Highly efficient cooling using a new nanoporous solid
Heat recovery (solar energy, heat pump, air conditioning, cooling) is a key research focus toward reducing power consumption and encouraging sustainable development. Even if water recovery and release using nanoporous materials is a reliable strategy to achieve this goal, developing new energy-efficient processes remains a challenge. Researchers from the Paris porous materials Institute (CNRS, ENS Paris, ESPCI Paris/ PSL University) and from the Charles Gerhardt Institute in Montpellier (Université Montpellier/CNRS/ ENSCM) have discovered a new hybrid porous material that is robust and synthetized through a "green chemistry" route. In Nature Energy, they report that this new material is much more efficient than any other water adsorbent, with a high storage capacity and a lower regeneration temperature.

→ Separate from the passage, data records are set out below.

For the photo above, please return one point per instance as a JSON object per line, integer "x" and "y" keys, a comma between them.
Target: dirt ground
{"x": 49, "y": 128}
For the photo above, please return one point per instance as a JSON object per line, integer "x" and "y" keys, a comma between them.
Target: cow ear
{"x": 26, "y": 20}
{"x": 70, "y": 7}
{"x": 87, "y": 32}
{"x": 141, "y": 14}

The use of water sorption (i.e., molecules capable of fixing water at the surface) is promising for heat recovery from industrial processes and solar energy. The typical temperature of in-house warm water systems involving a cogeneration producer does not exceed 63°C, and it can be used for cooling systems and heat pumps. Current processes are based on inorganic porous commercial adsorbents (zeolites or related solids) that suffer from high regeneration temperatures and/or limited pore volumes leading to energy-inefficient systems.

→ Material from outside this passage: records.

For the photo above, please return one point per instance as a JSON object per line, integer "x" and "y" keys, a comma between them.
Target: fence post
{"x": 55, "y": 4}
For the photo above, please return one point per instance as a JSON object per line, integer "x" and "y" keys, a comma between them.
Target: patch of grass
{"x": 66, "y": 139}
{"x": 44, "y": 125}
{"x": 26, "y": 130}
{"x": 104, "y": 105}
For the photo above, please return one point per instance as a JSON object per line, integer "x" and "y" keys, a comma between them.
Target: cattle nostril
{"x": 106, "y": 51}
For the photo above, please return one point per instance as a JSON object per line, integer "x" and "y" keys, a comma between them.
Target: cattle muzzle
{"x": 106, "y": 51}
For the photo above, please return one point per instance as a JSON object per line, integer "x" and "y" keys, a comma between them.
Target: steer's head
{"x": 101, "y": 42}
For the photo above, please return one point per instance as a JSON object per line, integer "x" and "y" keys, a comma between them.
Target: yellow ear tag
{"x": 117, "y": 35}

To overcome these drawbacks, researchers from the Paris porous materials Institute and from the Charles Gerhardt Institute in Montpellier designed a new hydrophilic nanoporous hybrid solid with large pores, made of zirconium oxoclusters: Zr-MOF, which combines a set of parameters giving much higher water sorption performance. For cooling processes, the overall performance relies not only on evaporation and condensation temperatures of water, but also on adsorption (exothermic) and desorption (endothermic) temperatures, the storage capacity, stability and kinetics of heat exchange, among others.
The new Zr-MOF exhibits a microporous structure very stable in presence of hot water. It shows a highly pronounced hydrophilic behavior with significant heat exchanges and a pore size sufficient enough to adsorb large amount of water and also a lower regeneration temperature during desorption step (<65°C). Researchers from the Korean Research Institute of Chemical Technology (KRICT) have performed energetic performance calculations (ratio of the energy taken from the evaporator and the energy needed to regenerate the adsorbent). This analysis revealed that the solid is more efficient than any other evaluated porous materials so far for this type of application. It should lead to the development of a new generation of cooling processes to recover solar energy or even energy from heat sources related to human activities.